The regular expression mentioned should ideally strip off the "abcd" from the string and return me 16000.

I see that the cmatch res has TWO objects. The second object contains the expected result.(this object has three members (matched, first, second). and the values are {true, "16000", " "}.

My question is what does this size of the object denote? Why is it showing 2 in this specific case( res[0] and res[1]) when I have run regex_search only once? And how do I know which object would have the expected result?

Thanks Sunil

Answer 1

As stated here:

match[0]: represents the entire match
match[1]: represents the first match
match[2]: represents the second match, and so forth

This means match[0] should - in this case! - hold your full source (abcd 16000) as you match the whole thing, while match[1] contains the content of your capturing group.
If there was, for example, a second capturing group in your regex you'd get a third object in the match-collection and so on.

I'm a guy who understands visualized problems/solutions better, so let's do this:
See the demo@regex101.

See the two colors in the textfield containing the teststring?
The green color is the background for your capturing group while the
blue color represents everything else generally matched by the expression, but not captured by any group.
In other words: blue+green is the equivalent for match[0] and green for match[1] in your case.

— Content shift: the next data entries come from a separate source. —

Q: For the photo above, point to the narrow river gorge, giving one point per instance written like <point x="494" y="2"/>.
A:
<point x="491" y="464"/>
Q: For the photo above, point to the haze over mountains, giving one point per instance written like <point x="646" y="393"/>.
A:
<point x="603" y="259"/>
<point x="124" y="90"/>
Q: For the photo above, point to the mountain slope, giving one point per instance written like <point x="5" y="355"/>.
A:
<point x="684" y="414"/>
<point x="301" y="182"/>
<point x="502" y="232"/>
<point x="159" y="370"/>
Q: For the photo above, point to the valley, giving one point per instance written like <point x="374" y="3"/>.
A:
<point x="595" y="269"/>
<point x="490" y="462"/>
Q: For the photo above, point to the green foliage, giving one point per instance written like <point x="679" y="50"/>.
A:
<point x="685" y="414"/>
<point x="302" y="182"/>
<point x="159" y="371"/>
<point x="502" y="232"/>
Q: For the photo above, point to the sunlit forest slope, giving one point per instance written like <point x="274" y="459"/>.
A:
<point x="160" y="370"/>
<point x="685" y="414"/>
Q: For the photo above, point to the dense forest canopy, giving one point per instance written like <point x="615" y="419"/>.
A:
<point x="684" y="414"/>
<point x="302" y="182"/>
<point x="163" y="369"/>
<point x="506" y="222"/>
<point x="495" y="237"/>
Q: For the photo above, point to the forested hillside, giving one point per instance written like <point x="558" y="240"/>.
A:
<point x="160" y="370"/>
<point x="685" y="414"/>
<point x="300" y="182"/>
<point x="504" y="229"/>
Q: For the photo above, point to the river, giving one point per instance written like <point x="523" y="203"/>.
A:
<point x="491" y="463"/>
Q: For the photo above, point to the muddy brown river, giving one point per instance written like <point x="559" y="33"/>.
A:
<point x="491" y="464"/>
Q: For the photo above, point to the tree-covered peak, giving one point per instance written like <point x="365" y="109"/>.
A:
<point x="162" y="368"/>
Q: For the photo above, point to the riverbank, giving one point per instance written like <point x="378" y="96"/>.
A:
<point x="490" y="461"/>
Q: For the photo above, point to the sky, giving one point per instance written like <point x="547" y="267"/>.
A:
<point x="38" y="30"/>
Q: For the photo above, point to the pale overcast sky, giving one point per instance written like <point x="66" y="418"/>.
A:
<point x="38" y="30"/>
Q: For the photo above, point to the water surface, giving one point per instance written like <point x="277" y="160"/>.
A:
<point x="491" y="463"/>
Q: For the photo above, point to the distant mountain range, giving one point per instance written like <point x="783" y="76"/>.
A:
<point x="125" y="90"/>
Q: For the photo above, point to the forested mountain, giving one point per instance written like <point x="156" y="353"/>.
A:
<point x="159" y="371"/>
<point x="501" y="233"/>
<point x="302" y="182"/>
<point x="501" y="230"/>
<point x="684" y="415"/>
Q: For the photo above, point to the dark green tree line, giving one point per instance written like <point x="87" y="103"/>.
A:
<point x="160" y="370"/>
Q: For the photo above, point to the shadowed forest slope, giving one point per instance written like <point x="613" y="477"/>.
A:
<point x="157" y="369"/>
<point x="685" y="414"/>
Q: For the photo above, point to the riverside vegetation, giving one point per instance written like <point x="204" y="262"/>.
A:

This way you can always know which of the objects in match refers to which capturing group:
You initialize a counter in your head, starting at 0. Now go through the regex from the left to the right, add 1 for each ( and subtract 1 for each ) until you reach the opening bracket of the capturing group you want to extract. The number in your head is the array index.

EDIT
Regarding your comment on checking res[0].first:

The member first of the sub_match class is only

denoting the position of the start of the match.

While second denotes the position of the end of the match.
(taken from boost doc)
Both return a char* (VC++10) or an iterator (Boost), thus you get a substring of the sourcestring as the output (which may be the full source in case the match starts at index zero!).

Consider the following program (VC++10):

#include "stdafx.h"
#include <regex>
#include <iostream>

using namespace std;

int _tmain(int argc, _TCHAR* argv[])
{
    string source = "abcdababcdefg";
    string exp = "ab";
    tr1::cmatch res;
    tr1::regex rx(exp);

    tr1::regex_search(source.c_str(), res, rx);

    for (size_t n = 0; n < res.size(); ++n) 
    { 
        std::cout << "submatch[" << n << "]: matched == " << std::boolalpha 
            << res[n].matched << 
            " at position " << res.position(n) << std::endl; 
        std::cout << "  " << res.length(n) 
            << " chars, value == " << res[n] << std::endl; 
    }
    std::cout << std::endl; 

    cout << "res[0].first: " << res[0].first << " - res[0].second: " << res[0].second << std::endl;
    cout << "res[0]: " << res[0];

    cin.get();

    return 0;
}

Execute it and look at the output. The first (and only) match is - obviously - the first to chars ab, so this is actually the whole matched string and the reason why res[0] == "ab".
Now, knowing that .first/.second give us substrings from the start of the match and from the end of the match onwards, the output shouldn't be confusing anymore.